Par la Rédaction
Le vice-Premier ministre, ministre de l'Intérieur, Sécurité, Décentralisation et Affaires coutumières, Jacquemain Shabani, a pris part, ce vendredi 18 septembre 2026, à Bujumbura, au Burundi, à la 21ᵉ réunion ministérielle de la 18ᵉ session ordinaire du Comité technique spécialisé sur la Défense, la Sûreté et la Sécurité (CTSDSS) de l'Union africaine.
Il a participé à ces travaux aux côtés du vice-Premier ministre, ministre de la Défense nationale, Guy Kabombo Mwadiamvita. D'autres ministres et responsables en charge de la défense, de la sûreté et de la sécurité des États membres de l'Union africaine ont également pris part à cette rencontre ministérielle.
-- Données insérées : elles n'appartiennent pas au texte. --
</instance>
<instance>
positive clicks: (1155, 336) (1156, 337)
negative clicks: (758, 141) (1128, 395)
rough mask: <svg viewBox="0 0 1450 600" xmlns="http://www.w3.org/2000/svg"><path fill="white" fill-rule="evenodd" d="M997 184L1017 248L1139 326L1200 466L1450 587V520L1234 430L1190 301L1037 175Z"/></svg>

Au cours de cette réunion, les participants ont notamment procédé à l'examen et à l'adoption du rapport élaboré par les experts. Les travaux ont permis de réaffirmer plusieurs principes liés à la situation sécuritaire et à la stabilité dans la région, avec une attention particulière portée à la République démocratique du Congo.
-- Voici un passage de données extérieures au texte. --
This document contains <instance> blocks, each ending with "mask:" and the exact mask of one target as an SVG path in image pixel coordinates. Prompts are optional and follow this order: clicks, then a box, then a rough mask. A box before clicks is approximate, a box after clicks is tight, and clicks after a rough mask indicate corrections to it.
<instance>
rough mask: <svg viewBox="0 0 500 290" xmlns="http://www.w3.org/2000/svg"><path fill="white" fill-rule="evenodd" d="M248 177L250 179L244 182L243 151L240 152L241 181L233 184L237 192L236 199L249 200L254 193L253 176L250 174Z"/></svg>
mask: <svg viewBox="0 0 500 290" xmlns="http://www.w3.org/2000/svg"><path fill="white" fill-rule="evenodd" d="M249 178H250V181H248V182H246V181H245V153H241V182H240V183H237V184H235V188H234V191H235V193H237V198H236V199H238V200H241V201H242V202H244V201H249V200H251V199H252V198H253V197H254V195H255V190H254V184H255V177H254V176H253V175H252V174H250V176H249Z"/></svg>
La réunion a ainsi réaffirmé la nécessité du respect de la souveraineté, de l'intégrité territoriale et de l'unité de la République démocratique du Congo. Les participants ont également insisté sur le respect des engagements pris dans le cadre de tous les accords de paix, notamment ceux de Doha et de Washington, ainsi que des dispositions contenues dans la résolution 2773 du Conseil de sécurité des Nations unies.
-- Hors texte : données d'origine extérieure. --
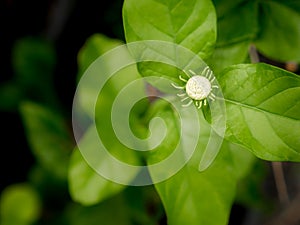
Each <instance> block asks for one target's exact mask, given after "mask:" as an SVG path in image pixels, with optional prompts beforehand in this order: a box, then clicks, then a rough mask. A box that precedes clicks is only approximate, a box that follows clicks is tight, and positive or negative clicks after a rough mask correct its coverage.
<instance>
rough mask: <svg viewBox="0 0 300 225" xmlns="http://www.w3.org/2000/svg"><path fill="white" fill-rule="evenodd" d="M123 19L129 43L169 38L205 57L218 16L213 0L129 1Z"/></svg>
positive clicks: (207, 56)
mask: <svg viewBox="0 0 300 225" xmlns="http://www.w3.org/2000/svg"><path fill="white" fill-rule="evenodd" d="M123 21H124V29H125V36H126V41H127V43H129V42H134V41H143V40H161V41H168V42H171V43H176V44H179V45H182V46H184V47H186V48H188V49H190V50H191V51H193V52H194V53H195V54H197V55H199V56H200V57H202V58H203V59H205V58H208V56H209V55H210V54H211V53H212V50H213V47H214V45H215V40H216V15H215V10H214V7H213V4H212V3H211V1H210V0H175V1H174V0H172V1H171V0H164V1H155V0H141V1H134V0H126V1H125V2H124V6H123ZM163 51H164V49H161V52H162V53H163Z"/></svg>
Les travaux ont par ailleurs mis l'accent sur la nécessité de condamner fermement les attaques menées par tous les groupes armés en République démocratique du Congo et dans la région. Une attention particulière a été accordée aux attaques attribuées aux ADF, avec un appel à l'extension des efforts visant à lutter contre l'ensemble des groupes armés, à l'instar des initiatives menées dans d'autres régions du continent africain.
La participation de la délégation congolaise à cette rencontre de l'Union africaine s'inscrit dans l'engagement de la RDC en faveur des mécanismes africains de prévention et de gestion des conflits. Elle met également en avant l'importance accordée au renforcement de la coopération entre les États dans le domaine de la défense, de la sûreté et de la sécurité.
À Bujumbura, les échanges entre les différents responsables africains ont ainsi placé la paix et la sécurité au cœur des discussions. Les travaux rappellent, à travers les orientations adoptées, que la stabilité sécuritaire constitue un élément essentiel pour permettre aux États de poursuivre leurs efforts en faveur d'un développement durable.